This has all been driven of course by a massive rise in demand for the commodities, with EV sales rising 60% last year to over 10 million and another 35% jump expected this year.

“From 2017 to 2022, demand from the energy sector was the main factor behind a tripling in overall demand for lithium, a 70% jump in demand for cobalt, and a 40% rise in demand for nickel,” the IEA says.

“In 2022, the share of clean energy applications in total demand reached 56% for lithium, 40% for cobalt and 16% for nickel, up from 30% for lithium, 17% for cobalt and 6% for nickel five years ago.”

 

Do we have enough?

The IEA says if all planned critical mineral projects worldwide are realised then supply would be sufficient to meet the demands placed by climate pledges from governments around the world.

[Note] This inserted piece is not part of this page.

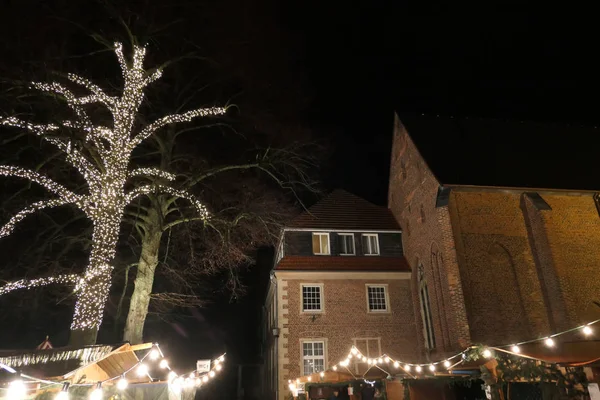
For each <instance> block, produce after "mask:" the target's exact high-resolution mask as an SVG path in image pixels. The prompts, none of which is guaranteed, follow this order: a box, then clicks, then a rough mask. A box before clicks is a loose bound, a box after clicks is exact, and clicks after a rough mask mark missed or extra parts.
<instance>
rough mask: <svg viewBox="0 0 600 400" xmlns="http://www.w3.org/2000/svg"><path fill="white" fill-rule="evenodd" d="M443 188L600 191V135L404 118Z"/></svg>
mask: <svg viewBox="0 0 600 400" xmlns="http://www.w3.org/2000/svg"><path fill="white" fill-rule="evenodd" d="M398 116H399V118H400V120H401V121H402V124H403V125H404V127H405V128H406V130H407V131H408V134H409V135H410V137H411V138H412V140H413V141H414V143H415V145H416V146H417V148H418V149H419V152H420V153H421V155H422V156H423V158H425V161H426V162H427V164H428V165H429V167H430V168H431V170H432V171H433V173H434V174H435V176H436V177H437V178H438V179H439V180H440V183H442V184H463V185H480V186H509V187H532V188H556V189H590V190H594V189H598V188H600V177H599V176H598V175H597V174H596V173H595V171H597V165H596V159H597V156H596V155H595V154H594V153H596V150H595V145H594V143H595V141H597V140H598V139H597V138H600V129H597V128H596V127H593V126H589V127H584V126H581V125H575V124H571V125H568V124H561V123H540V122H528V121H511V120H501V119H482V118H452V117H446V116H435V115H417V114H402V113H399V114H398Z"/></svg>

“However, the risk of project delays and technology-specific shortfalls leave little room for complacency about the adequacy of supply,” they said.

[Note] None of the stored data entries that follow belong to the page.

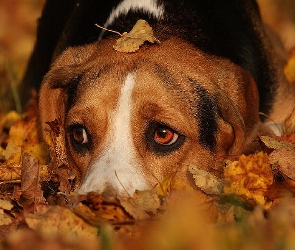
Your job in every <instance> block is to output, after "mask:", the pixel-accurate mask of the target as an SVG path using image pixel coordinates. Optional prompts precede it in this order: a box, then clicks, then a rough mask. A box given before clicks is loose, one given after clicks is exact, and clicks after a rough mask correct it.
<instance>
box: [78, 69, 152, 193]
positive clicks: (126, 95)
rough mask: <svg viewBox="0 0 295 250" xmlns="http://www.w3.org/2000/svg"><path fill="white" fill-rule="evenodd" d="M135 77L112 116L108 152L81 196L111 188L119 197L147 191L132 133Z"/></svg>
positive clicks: (124, 92) (98, 164)
mask: <svg viewBox="0 0 295 250" xmlns="http://www.w3.org/2000/svg"><path fill="white" fill-rule="evenodd" d="M134 78H135V77H134V75H133V74H128V75H127V77H126V80H125V82H124V85H123V87H122V89H121V93H120V96H119V99H118V106H117V108H116V110H115V111H114V113H113V114H112V116H111V118H110V121H109V124H110V127H109V129H108V132H107V138H108V139H107V141H106V143H105V145H104V146H105V147H104V148H105V151H104V152H103V153H102V154H101V155H100V156H99V157H98V159H97V160H95V161H94V162H93V163H92V164H91V166H90V167H89V169H88V173H87V174H86V177H85V180H84V182H83V183H82V186H81V188H80V190H79V193H86V192H90V191H98V192H102V191H104V189H105V188H106V187H112V188H113V189H114V190H115V192H116V193H117V194H125V195H126V191H127V192H128V194H129V195H131V196H132V195H133V193H134V191H135V190H136V189H138V190H144V189H147V188H148V185H147V182H146V180H145V179H144V177H143V173H142V171H141V166H140V164H139V162H138V161H137V155H136V150H135V146H134V143H133V140H132V131H131V110H132V101H131V95H132V91H133V88H134V83H135V81H134Z"/></svg>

“And more projects would in any case be needed by 2030 in a scenario that limits global warming to 1.5 °C.”

In its latest estimates, based on announced pledges, the IEA thinks demand for copper will lift beyond 30Mt by 2030, with demand from electricity networks rising over 70% on 2022 levels to 7.44Mt and demand from EVs roughly quintupling to almost 1.6Mt.

Cobalt requirements would lift from ~180,000t to a touch under 300,000t, 112,900t from EVs, while lithium metal needs would lift from 130,650t to 451,000t by 2030, ~350,000t from EVs.

Lithium metal demand would scale beyond 1Mt annually by 2040, a level it would hit by 2035 in a Net Zero emissions by 2050 scenario.

The 50,000t neodymium market is expected to rise to over 75,000t, with demand for neodymium from EVs increasing from 3940t last year to 17,630t in 2030, while demand from wind turbines will more than double from 6670t to 13,350t.

Overall nickel demand could rise from a touch under 3Mt last year to over 4.5Mt by 2030, with EVs making up 1.5Mt, up from 325,000t last year, and EVs to overtake other traditional uses including stainless steel by 2040.

To that end, investment in battery metals is defying the bearishness seen elsewhere in the market amid recession risks, interest rate rises and a capital crunch.

Critical minerals saw a 160% lift year on year last year in venture capital funding with critical minerals start-ups raising a record US$1.6b, 4% of all clean energy VC funding globally.

 

A good day for the market

The materials sector closed the day up 1%, with iron ore producers the standouts as Chinese stimulus expectations drove the price of our headline commodity up 2.5% to US$108.40/t.

“Iron ore gained as Beijing stepped up efforts to support the struggling property sector. Regulators announced further support measures, including the postponement of some loan repayments,” ANZ economist Adelaide Timbrell noted.

“Lenders will also be encouraged to ramp up support to ensure delivery of homes under construction. However, new home sales in the country’s first-tier cities are flagging, with only Shanghai seeing a slight pickup last week.”

Earlier this week Rio Tinto chair Dominic Barton sounded a note of caution on China, despite the miner’s overall positive outlook on its largest customer, noting its real estate sector was facing issues.

Gold miners also caught some attention with Capricorn Metals (ASX:CMM) up over 4%, its second strong trading day in a row after announcing it had met production guidance for FY23 at the Karlawinda gold mine in the Pilbara.